Posko semi-permanen tersebut didirikan di lokasi strategis, yakni di tepi Jalan Taman Wisata, Kelurahan Pecalukan, Kecamatan Prigen. Lokasi ini berada di bangunan bekas posko komunitas radio amatir.
Hadi Sucipto, Wakil Ketua Aliansi Gerakan Masyarakat Peduli Hutan (GEMA DUTA), menjelaskan bahwa posko tersebut mulai didirikan pada Minggu (26/10).

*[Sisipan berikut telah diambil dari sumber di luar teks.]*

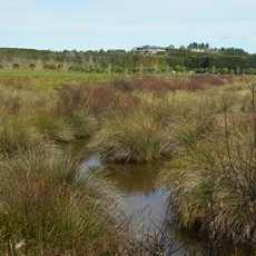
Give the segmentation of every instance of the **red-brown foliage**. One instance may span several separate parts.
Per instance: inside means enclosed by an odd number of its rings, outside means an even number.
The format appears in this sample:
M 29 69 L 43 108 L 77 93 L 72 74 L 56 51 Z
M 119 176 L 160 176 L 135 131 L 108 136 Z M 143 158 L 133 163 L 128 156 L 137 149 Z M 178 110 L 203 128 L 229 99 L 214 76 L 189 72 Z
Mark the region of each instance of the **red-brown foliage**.
M 203 90 L 215 86 L 225 86 L 232 82 L 230 77 L 224 76 L 189 76 L 189 77 L 142 77 L 131 80 L 116 80 L 115 87 L 124 90 L 149 90 L 149 91 L 166 91 L 166 90 Z

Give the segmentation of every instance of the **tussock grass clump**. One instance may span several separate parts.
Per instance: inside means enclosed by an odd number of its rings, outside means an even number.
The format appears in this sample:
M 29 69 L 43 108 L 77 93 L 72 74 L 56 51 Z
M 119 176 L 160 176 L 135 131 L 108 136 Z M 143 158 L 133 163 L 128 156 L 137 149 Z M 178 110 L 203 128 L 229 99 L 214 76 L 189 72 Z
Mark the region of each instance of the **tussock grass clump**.
M 180 173 L 180 225 L 199 228 L 216 243 L 255 245 L 256 151 L 248 122 L 233 124 L 195 144 Z M 240 120 L 239 120 L 240 122 Z
M 110 161 L 152 161 L 173 151 L 170 135 L 154 114 L 140 109 L 106 119 L 89 147 Z
M 2 253 L 18 253 L 20 244 L 27 255 L 99 255 L 115 248 L 115 227 L 86 185 L 75 183 L 77 170 L 78 163 L 42 145 L 0 163 Z

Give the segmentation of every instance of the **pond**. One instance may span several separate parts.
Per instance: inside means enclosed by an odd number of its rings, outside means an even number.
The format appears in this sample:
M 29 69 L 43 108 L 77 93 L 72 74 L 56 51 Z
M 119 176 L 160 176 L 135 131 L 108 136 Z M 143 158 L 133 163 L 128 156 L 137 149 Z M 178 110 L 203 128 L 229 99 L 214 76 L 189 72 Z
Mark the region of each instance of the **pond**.
M 116 201 L 111 214 L 129 224 L 136 239 L 154 237 L 165 243 L 166 255 L 171 256 L 233 255 L 227 249 L 219 254 L 197 234 L 185 235 L 171 227 L 170 189 L 158 178 L 165 168 L 164 164 L 104 165 L 100 157 L 93 155 L 81 165 L 80 175 L 92 175 L 99 193 Z

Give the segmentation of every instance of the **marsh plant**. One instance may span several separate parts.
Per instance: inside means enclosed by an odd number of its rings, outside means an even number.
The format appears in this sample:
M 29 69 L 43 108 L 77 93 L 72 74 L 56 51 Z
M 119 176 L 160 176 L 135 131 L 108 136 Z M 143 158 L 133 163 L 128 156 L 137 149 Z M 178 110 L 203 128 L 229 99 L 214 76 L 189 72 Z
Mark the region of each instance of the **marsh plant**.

Menurutnya, lokasi itu dipilih karena berada di tengah-tengah antara Kelurahan Prigen, Pecalukan, dan Ledug.
Selain itu, lokasi posko juga tidak jauh dari akses jalan menuju lahan yang rencananya akan dibangun real estate oleh PT Stasionkota Sarana Permai.
”Posko ini didirikan mulai Minggu (26/10),” kata Hadi Sucipto.
Di bagian depan posko, terpasang spanduk yang mendeklarasikan fungsi posko tersebut. Di sampingnya, terdapat pula spanduk petisi dukungan bertuliskan “Selamatkan Hutan Kita”.
Hadi menambahkan bahwa kegiatan di posko tersebut untuk saat ini masih bersifat insidental. Posko difungsikan sebagai tempat diskusi antar warga serta sebagai titik pemantauan terhadap aktivitas apapun yang berkaitan dengan rencana pembangunan di lapangan.